Tuning¶
In version 4.3.0 of NSD, additional functionality was added to increase performance even more. Most notably, this includes processor affinity.
NSD is performant by design because it matters when operators serve hundreds of
thousands or even millions of queries per second. We strive to make the right
choices by default, like enabling the use of libevent
at the configure stage
to ensure the most efficient event mechanism is used on a given platform. e.g.
epoll
on Linux and kqueue
on FreeBSD. Switches are available for
operators who know the implementation on their system behaves correctly, like
enabling the use of recvmmsg
at the configure stage
(--enable-recvmmsg
) to read multiple messages from a socket in one
system call.
By default NSD forks (only) one server.
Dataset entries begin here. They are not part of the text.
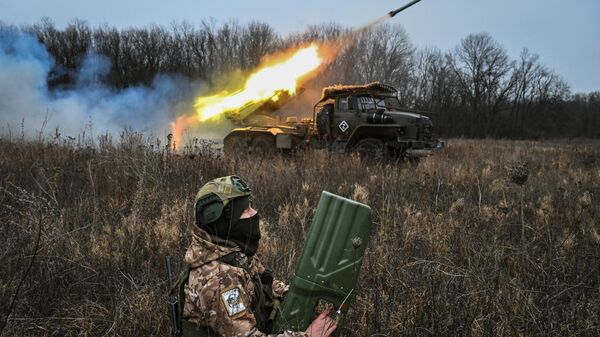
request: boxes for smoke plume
[0,29,202,142]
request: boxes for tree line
[2,18,599,139]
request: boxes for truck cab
[313,82,443,157]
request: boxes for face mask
[229,213,261,256]
[203,212,261,257]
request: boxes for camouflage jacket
[183,227,307,337]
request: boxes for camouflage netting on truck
[320,82,398,100]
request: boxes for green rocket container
[273,191,372,335]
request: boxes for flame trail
[195,45,321,121]
[170,44,322,144]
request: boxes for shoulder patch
[221,286,246,317]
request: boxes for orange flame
[195,44,322,121]
[169,115,197,148]
[170,44,323,145]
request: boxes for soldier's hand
[305,309,337,337]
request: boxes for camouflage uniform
[183,226,306,337]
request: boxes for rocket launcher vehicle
[273,191,372,336]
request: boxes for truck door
[334,96,356,142]
[316,103,333,140]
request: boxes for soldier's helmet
[194,175,252,226]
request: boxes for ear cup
[201,202,225,224]
[195,193,225,225]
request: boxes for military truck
[223,82,442,159]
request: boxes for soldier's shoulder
[185,259,257,323]
[187,259,250,290]
[188,261,219,286]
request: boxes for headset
[195,193,226,226]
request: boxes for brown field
[1,137,599,336]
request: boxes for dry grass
[0,136,599,336]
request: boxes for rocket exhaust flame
[194,45,321,122]
[170,44,322,145]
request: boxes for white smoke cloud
[0,29,197,142]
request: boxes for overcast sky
[1,0,598,93]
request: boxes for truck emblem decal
[339,120,350,132]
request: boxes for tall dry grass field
[1,137,598,336]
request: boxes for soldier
[179,175,337,337]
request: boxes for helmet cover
[195,175,251,225]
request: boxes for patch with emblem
[338,120,350,132]
[221,286,246,317]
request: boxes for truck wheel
[355,138,386,160]
[250,134,276,155]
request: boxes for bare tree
[93,24,122,86]
[63,19,92,70]
[240,21,278,70]
[411,47,458,110]
[448,33,515,136]
[119,25,169,85]
[353,24,414,102]
[212,21,243,76]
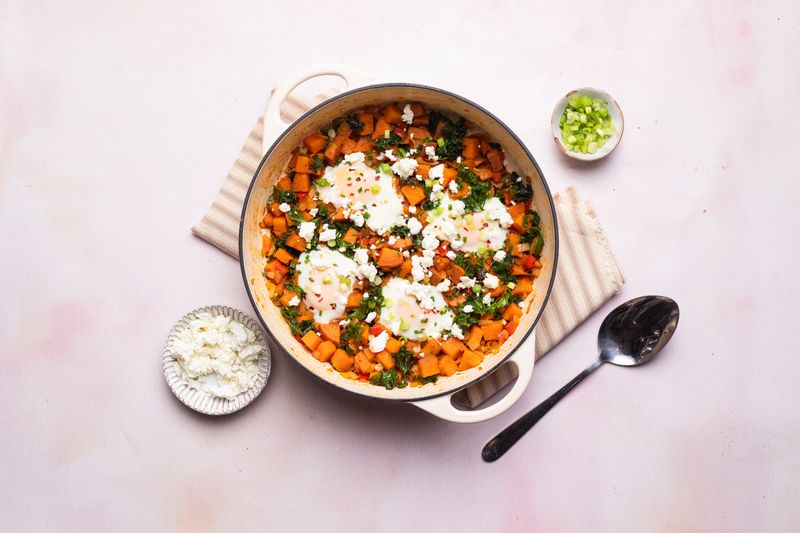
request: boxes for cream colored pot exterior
[240,68,558,422]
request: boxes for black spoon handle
[482,357,604,462]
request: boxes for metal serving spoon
[482,295,680,462]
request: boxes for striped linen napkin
[192,90,624,408]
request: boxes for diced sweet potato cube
[442,167,457,186]
[276,177,292,191]
[513,277,533,297]
[377,248,403,270]
[381,104,403,124]
[261,234,272,257]
[274,247,294,265]
[279,290,298,307]
[416,164,430,178]
[502,303,523,322]
[441,338,465,358]
[354,352,375,374]
[341,138,357,155]
[342,228,359,245]
[303,133,328,154]
[423,338,442,356]
[400,184,426,206]
[409,103,426,116]
[301,331,322,350]
[346,291,362,308]
[371,118,392,140]
[439,355,458,376]
[486,149,505,171]
[463,137,481,159]
[260,212,274,228]
[408,127,431,141]
[507,202,527,218]
[446,263,465,282]
[285,233,307,251]
[295,155,310,173]
[358,112,374,135]
[319,323,340,345]
[399,258,412,278]
[313,340,336,362]
[481,321,504,341]
[458,350,484,371]
[324,142,340,164]
[418,354,440,378]
[354,138,373,152]
[385,337,401,354]
[466,326,483,351]
[512,214,527,233]
[292,173,310,193]
[272,216,287,236]
[376,350,395,370]
[331,349,354,372]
Modern computer systems however, may
have more than one processor, and usually have more than one core per processor.
The easiest way to scale up performance is to simply fork more servers by
configuring server-count: to match the number of cores available in the system
so that more queries can be answered simultaneously. If the operating system
supports it, ensure reuseport:
is set to yes
to distribute incoming
packets evenly across server processes to balance the load.
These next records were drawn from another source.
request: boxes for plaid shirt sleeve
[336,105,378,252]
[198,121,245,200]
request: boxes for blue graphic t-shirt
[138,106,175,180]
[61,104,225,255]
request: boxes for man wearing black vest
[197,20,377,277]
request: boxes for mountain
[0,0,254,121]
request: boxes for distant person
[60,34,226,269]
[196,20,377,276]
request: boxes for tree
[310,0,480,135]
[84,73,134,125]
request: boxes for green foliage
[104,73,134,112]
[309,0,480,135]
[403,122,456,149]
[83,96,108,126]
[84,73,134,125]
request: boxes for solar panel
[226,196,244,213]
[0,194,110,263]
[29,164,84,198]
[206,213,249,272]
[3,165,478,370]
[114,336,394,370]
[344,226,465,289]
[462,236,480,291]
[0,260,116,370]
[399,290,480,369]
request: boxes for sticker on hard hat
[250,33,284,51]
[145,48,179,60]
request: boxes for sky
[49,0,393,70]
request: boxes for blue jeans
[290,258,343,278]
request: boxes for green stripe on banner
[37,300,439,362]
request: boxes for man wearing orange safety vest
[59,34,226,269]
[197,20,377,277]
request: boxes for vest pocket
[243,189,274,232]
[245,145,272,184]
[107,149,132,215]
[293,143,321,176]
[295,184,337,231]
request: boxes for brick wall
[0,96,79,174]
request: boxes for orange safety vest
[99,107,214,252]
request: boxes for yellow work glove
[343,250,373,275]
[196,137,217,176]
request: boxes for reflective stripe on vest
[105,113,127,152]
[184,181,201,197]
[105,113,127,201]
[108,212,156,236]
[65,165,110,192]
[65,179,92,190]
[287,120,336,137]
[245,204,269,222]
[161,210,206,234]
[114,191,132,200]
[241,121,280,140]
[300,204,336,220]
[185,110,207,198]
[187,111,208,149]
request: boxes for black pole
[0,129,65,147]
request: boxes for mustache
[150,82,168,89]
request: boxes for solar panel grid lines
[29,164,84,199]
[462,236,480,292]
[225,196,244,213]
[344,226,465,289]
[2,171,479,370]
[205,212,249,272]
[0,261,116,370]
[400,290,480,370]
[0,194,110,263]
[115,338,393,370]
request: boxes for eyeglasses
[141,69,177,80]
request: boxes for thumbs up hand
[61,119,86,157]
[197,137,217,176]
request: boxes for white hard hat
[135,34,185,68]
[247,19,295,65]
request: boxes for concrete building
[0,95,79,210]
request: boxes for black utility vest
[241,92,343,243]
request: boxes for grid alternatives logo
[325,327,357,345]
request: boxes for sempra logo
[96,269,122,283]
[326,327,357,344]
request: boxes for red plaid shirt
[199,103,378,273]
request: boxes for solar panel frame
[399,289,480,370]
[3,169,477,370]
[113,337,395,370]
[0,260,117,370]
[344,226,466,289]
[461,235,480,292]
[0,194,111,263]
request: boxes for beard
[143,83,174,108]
A couple of other options that the operator may want to consider:
Memory usage can be lowered (around 50%) by using zone files and disable the on-disk database by setting
database: ""
.TCP capacity can be significantly increased by setting
tcp-count: 1000
andtcp-timeout: 3
. Settcp-reject-overflow: yes
to prevent the kernel connection queue from growing.
Processor Affinity¶
The aforementioned settings provide an easy way to increase performance without
the need for in-depth knowledge of the hardware. For operators that require even
more throughput cpu-affinity
is available.
The operating system’s scheduling-algorithm determines which core a given task
is allocated to. Processors build up state — e.g. by keeping frequently accessed
data in cache memory — for the task that it is currently executing. Whenever a
task switches cores, performance is degraded because the core it switched to has
yet to build up said state. While this scheduling-algorithm works just fine for
general-purpose computing, operators may want to designate a set of cores for
best performance. The cpu-affinity
family of configuration options was added
to NSD specifically for that purpose.
Processor affinity is currently supported on Linux and FreeBSD. Other operating
systems may be supported in the future, but not all operating systems that can
run NSD support CPU pinning. To fully benefit from this feature, one must first
determine which cores should be allocated to NSD. This requires some knowledge
of the underlying hardware, but generally speaking every process should run on a
dedicated core and the use of Hyper-Threading cores should be avoided to prevent
resource contention. List every core designated to NSD in cpu-affinity
and
bind each server process to a specific core using server-<N>-cpu-affinity
and xfrd-cpu-affinity
to improve L1/L2 cache hit rates and reduce pipeline
stalls/flushes.
server:
server-count: 2
cpu-affinity: 0 1 2
server-1-cpu-affinity: 0
server-2-cpu-affinity: 1
xfrd-cpu-affinity: 2
Partition Sockets¶
ip-address:
options in the server:
clause can be configured per server
or set of servers. Sockets configured for a specific server are closed by other
servers on startup. This improves performance if a large number of sockets are
scanned using select/poll
and avoids waking up multiple servers when a
packet comes in, known as the thundering herd problem. Though both problems
are solved using a modern kernel and a modern I/O event mechanism, there is one
other reason to partition sockets, explained below.
server:
ip-address: 192.0.2.1 servers=1
Bind to Device¶
ip-address:
options in the server: clause can now also be configured to bind
directly to the network interface device on Linux (bindtodevice=yes
) and to
use a specific routing table on FreeBSD (setfib=<N>
). These were added to
ensure UDP responses go out over the same interface the query came in on if
there are multiple interfaces configured on the same subnet, but there may be
some performance benefits as well as the kernel does not have to go through the
network interface selection process.
server:
ip-address: 192.0.2.1 bindtodevice=yes setfib=<N>
Note
FreeBSD does not create extra routing tables on demand. Consult the FreeBSD Handbook, forums, etc. for information on how to configure multiple routing tables.
Combining Options¶
Field tests have shown best performance is achieved by combining the aforementioned options so that each network interface is essentially bound to a specific core. To do so, use one IP address per server process, pin that process to a designated core and bind directly to the network interface device.
server:
server-count: 2
cpu-affinity: 0 1 2
server-1-cpu-affinity: 0
server-2-cpu-affinity: 1
xfrd-cpu-affinity: 2
ip-address: 192.0.2.1 servers=1 bindtodevice=yes setfib=1
ip-address: 192.0.2.2 servers=2 bindtodevice=yes setfib=2
The above snippet serves as an example on how to use the configuration options. Which cores, IP addresses and routing tables are best used depends entirely on the hardware and network layout. Be sure to test extensively before using the options.